Well if you're going to tell one whopper, you may as well throw in another. Because the idea that Bin Laden's execution has paved the way for the defeat of al Qaeda is false for various reasons. Firstly, Bin Laden's influence over the Al Qaeda network had already waned long before his death and he was largely a symbolic figure rather than a hands on commander directing operations.

Secondly, the idea that Al Qaeda is dependent on a territorial base in Afghanistan has always been based on false assumptions. AQ has always been a franchise and an ideology rather than a centralised organisation, whose significance lies in its ability to present its savage concept of resistance and revenge as the only available option in any situation that seems to justify it, whether in Yemen, Syria or Toulouse.

In terms of diminishing that appeal, it would have been more effective to have arrested Bin Laden and put him on trial like Anders Breivik - a self-professed imitator of Al Qaeda's use of atrocity-as-propaganda. Only the most die-hard racists and fanatics can have been impressed by the disgusting spectacle that Breivik has presented at his trial - or the horrendous discrepancy between his acts and his 'cause'.

Had the Navy SEALS team arrested Bin Laden and brought him to justice, his appearance in a criminal court would have revealed a similar discrepancy. A trial might also have struck a more powerful blow to AQ than the swathe of lawless violence that America has carved across the world since 2001.

So many questions could have been asked and possibly answered, about the organization and planning behind the 9/11 attacks, about Al Qaeda's operations in post-invasion Iraq and other countries, about his alliances with the Pakistani intelligence services, about how the world's most wanted man came to be living alongside the 'Pakistani Sandhurst'.

But those who ordered his execution were not interested in asking these questions and perhaps didn't want to get the answers. Instead of justice they preferred vengeance - and a dead Bin Laden who could be presented to the American people as a personal triumph for Obama and a triumphant conclusion to the disastrous wars of the last decade.

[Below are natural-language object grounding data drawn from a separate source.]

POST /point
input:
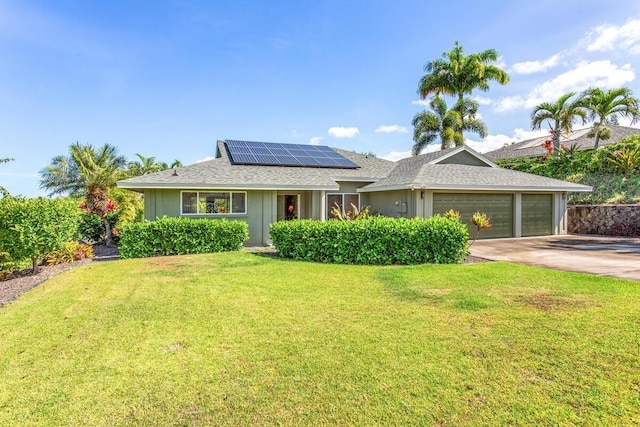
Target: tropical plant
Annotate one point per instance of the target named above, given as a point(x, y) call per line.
point(626, 160)
point(145, 165)
point(604, 107)
point(481, 222)
point(457, 74)
point(87, 171)
point(3, 191)
point(353, 214)
point(560, 115)
point(447, 124)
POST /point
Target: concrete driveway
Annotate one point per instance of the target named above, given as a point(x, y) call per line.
point(601, 255)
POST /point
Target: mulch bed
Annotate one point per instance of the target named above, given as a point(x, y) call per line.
point(19, 282)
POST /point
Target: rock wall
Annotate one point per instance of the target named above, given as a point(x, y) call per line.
point(613, 220)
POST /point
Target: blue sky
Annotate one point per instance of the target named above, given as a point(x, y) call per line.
point(169, 78)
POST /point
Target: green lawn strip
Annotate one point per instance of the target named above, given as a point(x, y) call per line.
point(237, 339)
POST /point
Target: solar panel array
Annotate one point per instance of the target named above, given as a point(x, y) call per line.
point(275, 154)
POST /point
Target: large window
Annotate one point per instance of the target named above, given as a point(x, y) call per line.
point(213, 203)
point(345, 201)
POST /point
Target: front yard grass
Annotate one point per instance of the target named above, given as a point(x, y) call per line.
point(242, 339)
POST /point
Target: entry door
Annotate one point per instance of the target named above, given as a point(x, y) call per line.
point(288, 207)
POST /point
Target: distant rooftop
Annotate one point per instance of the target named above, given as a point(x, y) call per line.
point(534, 147)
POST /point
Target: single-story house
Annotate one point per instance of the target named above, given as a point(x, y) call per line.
point(535, 147)
point(261, 183)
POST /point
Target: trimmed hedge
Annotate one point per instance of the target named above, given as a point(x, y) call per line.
point(178, 236)
point(373, 241)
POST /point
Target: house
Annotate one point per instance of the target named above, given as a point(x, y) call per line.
point(266, 182)
point(535, 147)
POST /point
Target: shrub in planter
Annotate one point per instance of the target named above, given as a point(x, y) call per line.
point(91, 227)
point(176, 236)
point(376, 240)
point(32, 228)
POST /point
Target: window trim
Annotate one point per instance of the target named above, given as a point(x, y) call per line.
point(198, 213)
point(328, 208)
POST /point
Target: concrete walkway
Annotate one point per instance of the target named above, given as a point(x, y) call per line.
point(601, 255)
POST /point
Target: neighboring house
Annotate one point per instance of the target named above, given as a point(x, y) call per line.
point(535, 147)
point(264, 182)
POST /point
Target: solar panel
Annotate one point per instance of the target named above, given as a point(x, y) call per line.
point(275, 154)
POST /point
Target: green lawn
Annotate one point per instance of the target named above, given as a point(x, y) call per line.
point(242, 339)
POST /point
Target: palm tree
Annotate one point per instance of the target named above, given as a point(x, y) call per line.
point(145, 165)
point(448, 124)
point(89, 172)
point(561, 115)
point(604, 107)
point(3, 190)
point(457, 74)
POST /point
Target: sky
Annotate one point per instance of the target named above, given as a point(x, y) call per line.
point(168, 78)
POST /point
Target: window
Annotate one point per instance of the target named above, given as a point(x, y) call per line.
point(343, 200)
point(213, 202)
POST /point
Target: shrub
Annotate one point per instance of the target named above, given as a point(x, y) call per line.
point(376, 240)
point(176, 236)
point(31, 228)
point(69, 252)
point(91, 228)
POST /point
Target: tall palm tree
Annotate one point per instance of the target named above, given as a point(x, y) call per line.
point(89, 172)
point(604, 107)
point(457, 74)
point(3, 190)
point(445, 123)
point(561, 115)
point(145, 165)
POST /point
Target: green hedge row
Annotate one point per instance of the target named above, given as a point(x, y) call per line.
point(376, 240)
point(177, 236)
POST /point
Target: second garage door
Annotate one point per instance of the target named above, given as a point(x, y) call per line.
point(498, 207)
point(536, 214)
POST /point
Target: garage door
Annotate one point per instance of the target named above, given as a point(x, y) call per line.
point(498, 207)
point(537, 214)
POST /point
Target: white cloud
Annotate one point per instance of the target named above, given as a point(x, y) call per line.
point(482, 100)
point(343, 132)
point(315, 140)
point(606, 38)
point(508, 103)
point(603, 74)
point(396, 155)
point(530, 67)
point(493, 142)
point(205, 159)
point(391, 129)
point(490, 143)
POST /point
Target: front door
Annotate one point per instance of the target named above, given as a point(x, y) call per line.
point(288, 207)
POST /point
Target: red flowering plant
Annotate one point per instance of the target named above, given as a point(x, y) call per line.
point(99, 204)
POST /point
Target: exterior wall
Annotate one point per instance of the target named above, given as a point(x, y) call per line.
point(261, 211)
point(396, 204)
point(603, 219)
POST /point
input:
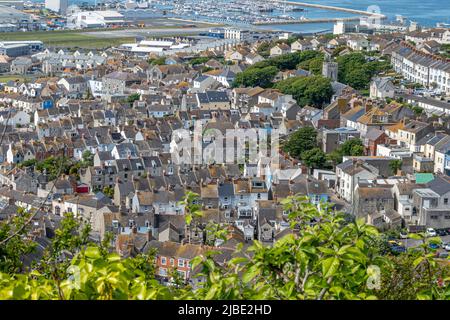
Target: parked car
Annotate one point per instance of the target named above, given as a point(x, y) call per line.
point(433, 245)
point(398, 249)
point(442, 254)
point(404, 235)
point(431, 232)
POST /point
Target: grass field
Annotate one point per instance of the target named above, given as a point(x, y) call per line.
point(8, 77)
point(66, 39)
point(82, 38)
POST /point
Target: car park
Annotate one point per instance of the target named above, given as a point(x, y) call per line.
point(431, 232)
point(442, 254)
point(404, 235)
point(433, 245)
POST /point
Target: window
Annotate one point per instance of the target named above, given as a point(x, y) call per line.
point(182, 274)
point(163, 272)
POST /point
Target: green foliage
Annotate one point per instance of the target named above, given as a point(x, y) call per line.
point(158, 61)
point(314, 158)
point(12, 253)
point(254, 77)
point(327, 257)
point(304, 139)
point(54, 166)
point(199, 60)
point(352, 147)
point(262, 73)
point(108, 191)
point(395, 165)
point(264, 49)
point(133, 97)
point(357, 72)
point(314, 90)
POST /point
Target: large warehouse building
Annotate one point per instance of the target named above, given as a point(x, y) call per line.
point(13, 20)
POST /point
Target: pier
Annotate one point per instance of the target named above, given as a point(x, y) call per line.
point(301, 21)
point(319, 6)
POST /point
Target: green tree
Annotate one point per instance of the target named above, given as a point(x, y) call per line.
point(314, 158)
point(314, 90)
point(253, 77)
point(352, 147)
point(326, 257)
point(108, 191)
point(13, 251)
point(395, 165)
point(199, 60)
point(302, 140)
point(133, 97)
point(158, 61)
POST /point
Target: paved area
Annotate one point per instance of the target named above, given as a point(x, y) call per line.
point(146, 32)
point(410, 243)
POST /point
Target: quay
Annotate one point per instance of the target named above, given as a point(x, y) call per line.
point(306, 20)
point(325, 7)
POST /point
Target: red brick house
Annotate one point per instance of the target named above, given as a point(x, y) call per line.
point(373, 138)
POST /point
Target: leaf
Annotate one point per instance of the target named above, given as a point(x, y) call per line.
point(93, 252)
point(211, 292)
point(250, 274)
point(417, 261)
point(188, 218)
point(196, 261)
point(330, 266)
point(415, 236)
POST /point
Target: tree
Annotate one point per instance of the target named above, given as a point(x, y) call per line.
point(314, 158)
point(326, 257)
point(158, 61)
point(88, 158)
point(133, 97)
point(357, 72)
point(108, 191)
point(199, 60)
point(352, 147)
point(302, 140)
point(314, 90)
point(395, 165)
point(253, 77)
point(13, 251)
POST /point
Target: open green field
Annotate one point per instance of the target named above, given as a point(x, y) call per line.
point(8, 77)
point(70, 39)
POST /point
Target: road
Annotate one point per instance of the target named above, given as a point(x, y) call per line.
point(146, 32)
point(410, 243)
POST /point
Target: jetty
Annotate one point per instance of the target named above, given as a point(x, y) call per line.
point(305, 20)
point(325, 7)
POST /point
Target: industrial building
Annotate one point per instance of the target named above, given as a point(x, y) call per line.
point(16, 4)
point(19, 48)
point(96, 19)
point(59, 6)
point(12, 19)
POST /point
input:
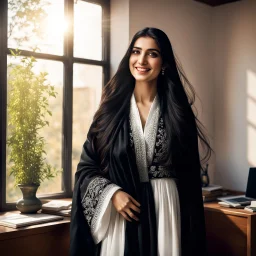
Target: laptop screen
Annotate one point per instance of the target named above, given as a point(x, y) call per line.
point(251, 183)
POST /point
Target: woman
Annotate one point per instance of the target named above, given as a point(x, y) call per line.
point(138, 187)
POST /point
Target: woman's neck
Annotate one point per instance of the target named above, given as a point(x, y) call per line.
point(145, 92)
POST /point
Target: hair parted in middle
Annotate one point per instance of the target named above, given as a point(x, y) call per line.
point(176, 96)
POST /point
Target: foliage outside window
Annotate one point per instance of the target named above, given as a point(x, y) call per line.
point(58, 51)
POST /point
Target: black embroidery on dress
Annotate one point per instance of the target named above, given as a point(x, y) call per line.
point(91, 197)
point(155, 170)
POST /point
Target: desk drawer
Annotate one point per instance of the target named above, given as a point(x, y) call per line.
point(226, 234)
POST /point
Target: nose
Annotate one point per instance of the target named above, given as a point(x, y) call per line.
point(142, 59)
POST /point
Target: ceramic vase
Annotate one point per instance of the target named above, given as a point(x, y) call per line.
point(29, 203)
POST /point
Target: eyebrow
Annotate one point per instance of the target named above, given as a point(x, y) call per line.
point(150, 49)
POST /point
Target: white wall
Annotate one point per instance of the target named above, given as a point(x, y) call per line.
point(235, 92)
point(119, 32)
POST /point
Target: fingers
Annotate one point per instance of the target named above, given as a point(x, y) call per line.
point(134, 201)
point(132, 215)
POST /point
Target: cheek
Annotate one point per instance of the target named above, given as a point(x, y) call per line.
point(158, 64)
point(131, 62)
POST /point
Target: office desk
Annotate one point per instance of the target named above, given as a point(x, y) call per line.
point(229, 231)
point(46, 239)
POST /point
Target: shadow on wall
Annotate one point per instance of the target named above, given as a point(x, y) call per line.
point(235, 93)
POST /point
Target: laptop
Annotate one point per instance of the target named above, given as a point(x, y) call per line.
point(250, 194)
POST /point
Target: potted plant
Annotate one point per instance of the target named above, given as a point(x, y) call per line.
point(28, 108)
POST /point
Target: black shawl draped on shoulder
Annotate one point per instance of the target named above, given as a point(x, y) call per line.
point(123, 172)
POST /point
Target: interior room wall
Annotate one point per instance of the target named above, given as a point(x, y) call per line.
point(234, 27)
point(119, 32)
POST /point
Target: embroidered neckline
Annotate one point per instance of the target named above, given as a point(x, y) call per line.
point(144, 142)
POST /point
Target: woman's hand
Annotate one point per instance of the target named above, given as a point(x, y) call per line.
point(124, 204)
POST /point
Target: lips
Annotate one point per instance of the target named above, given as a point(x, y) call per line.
point(142, 69)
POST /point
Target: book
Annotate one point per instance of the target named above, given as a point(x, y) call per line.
point(253, 203)
point(216, 192)
point(224, 204)
point(65, 213)
point(57, 205)
point(22, 220)
point(236, 200)
point(250, 208)
point(211, 187)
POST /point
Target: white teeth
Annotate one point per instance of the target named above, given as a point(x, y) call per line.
point(142, 69)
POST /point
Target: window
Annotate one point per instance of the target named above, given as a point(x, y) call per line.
point(70, 41)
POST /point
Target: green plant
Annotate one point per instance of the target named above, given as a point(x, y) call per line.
point(28, 108)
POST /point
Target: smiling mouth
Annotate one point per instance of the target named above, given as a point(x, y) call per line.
point(142, 69)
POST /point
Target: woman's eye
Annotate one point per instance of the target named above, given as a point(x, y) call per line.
point(135, 52)
point(153, 54)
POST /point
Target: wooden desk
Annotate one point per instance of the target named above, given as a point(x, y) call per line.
point(230, 231)
point(41, 240)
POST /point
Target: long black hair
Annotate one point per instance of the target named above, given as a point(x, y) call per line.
point(176, 98)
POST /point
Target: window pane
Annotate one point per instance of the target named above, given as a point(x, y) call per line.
point(87, 30)
point(51, 133)
point(36, 24)
point(87, 87)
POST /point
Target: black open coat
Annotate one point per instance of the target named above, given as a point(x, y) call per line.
point(123, 172)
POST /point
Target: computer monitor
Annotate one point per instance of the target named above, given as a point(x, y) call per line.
point(251, 183)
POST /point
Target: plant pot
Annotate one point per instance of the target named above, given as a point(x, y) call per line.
point(29, 203)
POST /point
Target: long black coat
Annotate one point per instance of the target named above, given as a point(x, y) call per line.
point(124, 173)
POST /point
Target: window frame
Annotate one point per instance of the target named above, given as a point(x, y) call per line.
point(68, 60)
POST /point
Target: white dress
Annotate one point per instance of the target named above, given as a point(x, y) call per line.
point(109, 225)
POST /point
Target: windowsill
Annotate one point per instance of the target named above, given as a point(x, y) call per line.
point(10, 233)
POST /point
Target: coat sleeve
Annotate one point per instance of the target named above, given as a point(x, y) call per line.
point(190, 192)
point(90, 205)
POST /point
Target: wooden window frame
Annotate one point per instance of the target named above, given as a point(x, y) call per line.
point(68, 60)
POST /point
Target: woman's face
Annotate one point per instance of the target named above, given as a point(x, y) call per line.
point(145, 61)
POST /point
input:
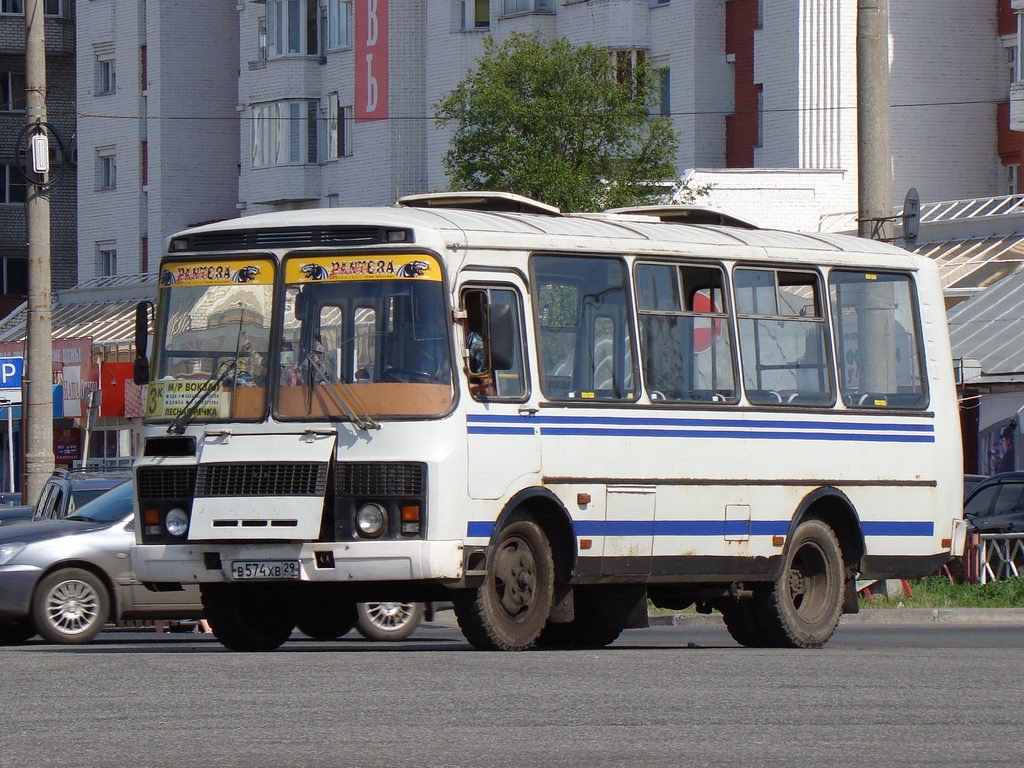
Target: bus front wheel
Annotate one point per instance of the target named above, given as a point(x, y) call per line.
point(509, 609)
point(801, 608)
point(248, 616)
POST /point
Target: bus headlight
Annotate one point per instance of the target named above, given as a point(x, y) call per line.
point(371, 520)
point(176, 521)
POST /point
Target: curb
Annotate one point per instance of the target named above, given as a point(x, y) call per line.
point(873, 615)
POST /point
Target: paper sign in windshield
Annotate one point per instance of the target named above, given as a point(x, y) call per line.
point(168, 398)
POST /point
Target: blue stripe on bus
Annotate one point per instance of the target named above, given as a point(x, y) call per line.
point(483, 529)
point(502, 430)
point(749, 434)
point(663, 422)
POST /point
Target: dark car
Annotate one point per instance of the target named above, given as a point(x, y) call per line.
point(971, 482)
point(996, 505)
point(65, 492)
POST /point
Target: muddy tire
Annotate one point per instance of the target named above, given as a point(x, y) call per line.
point(509, 610)
point(802, 607)
point(248, 617)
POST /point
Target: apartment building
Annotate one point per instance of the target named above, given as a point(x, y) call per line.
point(59, 32)
point(158, 128)
point(196, 111)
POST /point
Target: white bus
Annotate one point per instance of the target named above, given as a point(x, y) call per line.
point(547, 419)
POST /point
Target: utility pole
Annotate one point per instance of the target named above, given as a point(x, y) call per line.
point(875, 154)
point(38, 421)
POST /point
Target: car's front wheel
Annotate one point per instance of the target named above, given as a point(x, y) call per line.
point(388, 622)
point(71, 605)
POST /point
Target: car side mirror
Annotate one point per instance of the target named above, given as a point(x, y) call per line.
point(140, 371)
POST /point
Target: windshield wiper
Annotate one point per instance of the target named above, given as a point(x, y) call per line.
point(181, 420)
point(349, 402)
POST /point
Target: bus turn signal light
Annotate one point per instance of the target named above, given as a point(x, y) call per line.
point(411, 519)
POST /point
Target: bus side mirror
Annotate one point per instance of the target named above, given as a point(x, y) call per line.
point(501, 336)
point(140, 372)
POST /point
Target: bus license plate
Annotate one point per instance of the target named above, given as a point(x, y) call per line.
point(256, 569)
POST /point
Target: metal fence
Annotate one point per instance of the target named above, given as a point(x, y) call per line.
point(999, 556)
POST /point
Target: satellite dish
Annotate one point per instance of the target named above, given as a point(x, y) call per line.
point(911, 216)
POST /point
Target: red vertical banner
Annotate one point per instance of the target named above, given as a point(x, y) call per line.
point(371, 60)
point(112, 383)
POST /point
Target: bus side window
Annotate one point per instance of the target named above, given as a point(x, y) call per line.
point(585, 329)
point(489, 377)
point(782, 333)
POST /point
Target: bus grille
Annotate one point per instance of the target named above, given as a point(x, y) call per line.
point(299, 478)
point(373, 478)
point(166, 482)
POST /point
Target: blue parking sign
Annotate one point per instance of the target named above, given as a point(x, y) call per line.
point(11, 370)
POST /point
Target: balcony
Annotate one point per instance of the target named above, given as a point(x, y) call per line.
point(1017, 107)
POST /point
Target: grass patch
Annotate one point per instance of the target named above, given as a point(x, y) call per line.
point(939, 592)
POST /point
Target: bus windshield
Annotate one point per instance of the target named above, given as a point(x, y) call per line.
point(364, 335)
point(213, 340)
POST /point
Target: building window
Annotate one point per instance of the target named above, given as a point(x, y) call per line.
point(339, 129)
point(107, 260)
point(339, 24)
point(107, 169)
point(526, 6)
point(11, 91)
point(664, 81)
point(760, 124)
point(13, 184)
point(628, 64)
point(292, 27)
point(475, 14)
point(284, 133)
point(107, 79)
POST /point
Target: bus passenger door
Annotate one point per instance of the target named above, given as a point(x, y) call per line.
point(503, 443)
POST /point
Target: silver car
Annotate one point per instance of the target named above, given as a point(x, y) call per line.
point(65, 580)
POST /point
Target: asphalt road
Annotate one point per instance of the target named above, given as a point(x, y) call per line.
point(924, 694)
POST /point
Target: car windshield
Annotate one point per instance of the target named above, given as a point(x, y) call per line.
point(112, 506)
point(83, 497)
point(213, 334)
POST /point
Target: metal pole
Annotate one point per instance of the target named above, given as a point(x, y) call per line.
point(873, 135)
point(38, 421)
point(10, 448)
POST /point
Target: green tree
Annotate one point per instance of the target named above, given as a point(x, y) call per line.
point(560, 124)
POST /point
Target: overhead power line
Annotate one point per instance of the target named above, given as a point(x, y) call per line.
point(539, 116)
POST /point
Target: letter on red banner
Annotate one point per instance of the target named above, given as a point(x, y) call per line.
point(371, 60)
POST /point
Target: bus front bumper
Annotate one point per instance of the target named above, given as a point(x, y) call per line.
point(321, 561)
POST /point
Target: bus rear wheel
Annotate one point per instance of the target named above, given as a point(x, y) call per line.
point(248, 616)
point(802, 607)
point(509, 609)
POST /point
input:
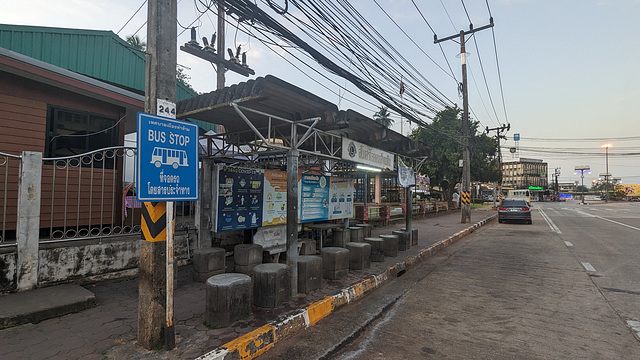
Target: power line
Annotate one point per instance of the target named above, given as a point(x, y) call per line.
point(131, 18)
point(495, 50)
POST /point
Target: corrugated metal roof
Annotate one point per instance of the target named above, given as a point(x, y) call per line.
point(276, 97)
point(99, 54)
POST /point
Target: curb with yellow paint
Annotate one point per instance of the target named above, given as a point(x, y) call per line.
point(250, 345)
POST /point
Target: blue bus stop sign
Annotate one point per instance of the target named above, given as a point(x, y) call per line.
point(167, 164)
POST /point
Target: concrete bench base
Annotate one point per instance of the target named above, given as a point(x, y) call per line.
point(228, 299)
point(308, 246)
point(246, 257)
point(340, 237)
point(309, 273)
point(207, 263)
point(271, 285)
point(414, 236)
point(390, 245)
point(377, 248)
point(359, 255)
point(404, 242)
point(356, 234)
point(335, 263)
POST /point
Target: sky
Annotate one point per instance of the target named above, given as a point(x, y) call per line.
point(564, 78)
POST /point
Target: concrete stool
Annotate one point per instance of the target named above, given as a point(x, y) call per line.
point(359, 255)
point(208, 262)
point(335, 262)
point(367, 229)
point(404, 243)
point(377, 248)
point(356, 234)
point(340, 237)
point(414, 235)
point(390, 245)
point(246, 257)
point(308, 246)
point(271, 284)
point(309, 273)
point(228, 299)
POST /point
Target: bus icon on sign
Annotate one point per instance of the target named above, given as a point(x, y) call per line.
point(173, 157)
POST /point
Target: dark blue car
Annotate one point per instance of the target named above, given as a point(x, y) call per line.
point(514, 209)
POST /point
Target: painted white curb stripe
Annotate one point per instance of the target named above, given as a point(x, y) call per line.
point(588, 267)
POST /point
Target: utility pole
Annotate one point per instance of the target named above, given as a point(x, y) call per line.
point(499, 131)
point(155, 307)
point(220, 70)
point(465, 198)
point(237, 61)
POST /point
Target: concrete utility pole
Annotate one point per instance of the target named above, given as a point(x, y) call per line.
point(155, 309)
point(465, 198)
point(220, 70)
point(499, 136)
point(292, 218)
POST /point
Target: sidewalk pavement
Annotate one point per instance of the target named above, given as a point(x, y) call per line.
point(108, 330)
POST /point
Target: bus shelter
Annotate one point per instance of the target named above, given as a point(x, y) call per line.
point(275, 135)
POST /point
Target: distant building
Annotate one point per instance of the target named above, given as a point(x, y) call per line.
point(567, 187)
point(523, 173)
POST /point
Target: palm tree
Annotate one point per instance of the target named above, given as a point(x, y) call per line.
point(134, 40)
point(383, 116)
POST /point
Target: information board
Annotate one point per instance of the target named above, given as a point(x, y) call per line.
point(341, 198)
point(167, 161)
point(240, 193)
point(275, 197)
point(314, 198)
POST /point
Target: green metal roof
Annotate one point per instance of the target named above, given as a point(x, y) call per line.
point(100, 54)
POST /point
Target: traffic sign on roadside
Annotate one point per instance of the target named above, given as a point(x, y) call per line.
point(167, 164)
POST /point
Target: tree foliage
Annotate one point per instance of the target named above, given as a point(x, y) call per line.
point(446, 140)
point(383, 116)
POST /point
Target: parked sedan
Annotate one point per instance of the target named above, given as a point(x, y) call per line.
point(514, 209)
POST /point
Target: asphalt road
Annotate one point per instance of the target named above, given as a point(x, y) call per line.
point(565, 287)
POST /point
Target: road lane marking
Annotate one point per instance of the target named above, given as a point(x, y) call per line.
point(609, 220)
point(552, 226)
point(588, 267)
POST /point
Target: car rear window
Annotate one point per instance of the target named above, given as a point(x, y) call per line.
point(508, 202)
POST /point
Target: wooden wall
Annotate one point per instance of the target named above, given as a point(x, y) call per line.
point(23, 121)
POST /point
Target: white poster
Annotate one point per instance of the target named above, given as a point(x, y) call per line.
point(341, 195)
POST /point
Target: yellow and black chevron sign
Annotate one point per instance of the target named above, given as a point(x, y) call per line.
point(465, 199)
point(154, 221)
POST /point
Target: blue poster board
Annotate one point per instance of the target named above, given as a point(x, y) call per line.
point(314, 198)
point(240, 192)
point(167, 163)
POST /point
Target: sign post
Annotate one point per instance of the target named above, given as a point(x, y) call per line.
point(166, 170)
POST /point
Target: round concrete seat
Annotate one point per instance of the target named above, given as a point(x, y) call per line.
point(309, 273)
point(390, 245)
point(404, 241)
point(356, 234)
point(246, 256)
point(377, 248)
point(340, 237)
point(335, 263)
point(366, 228)
point(359, 255)
point(207, 263)
point(414, 235)
point(271, 285)
point(228, 299)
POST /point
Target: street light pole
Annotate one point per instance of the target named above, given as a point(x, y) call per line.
point(606, 175)
point(582, 169)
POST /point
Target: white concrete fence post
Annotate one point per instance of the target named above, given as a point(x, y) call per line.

A president in election year clearly has his own reasons for propagating this version of events. But the idea that Bin Laden's execution has paved the way for victory, in Afghanistan or anywhere else, is just one more delusional fantasy in the dark and morbid politics that have characterised what W.H. Auden once described in another context as a 'low, dishonest decade' in which truth and justice have been conspicuously absent.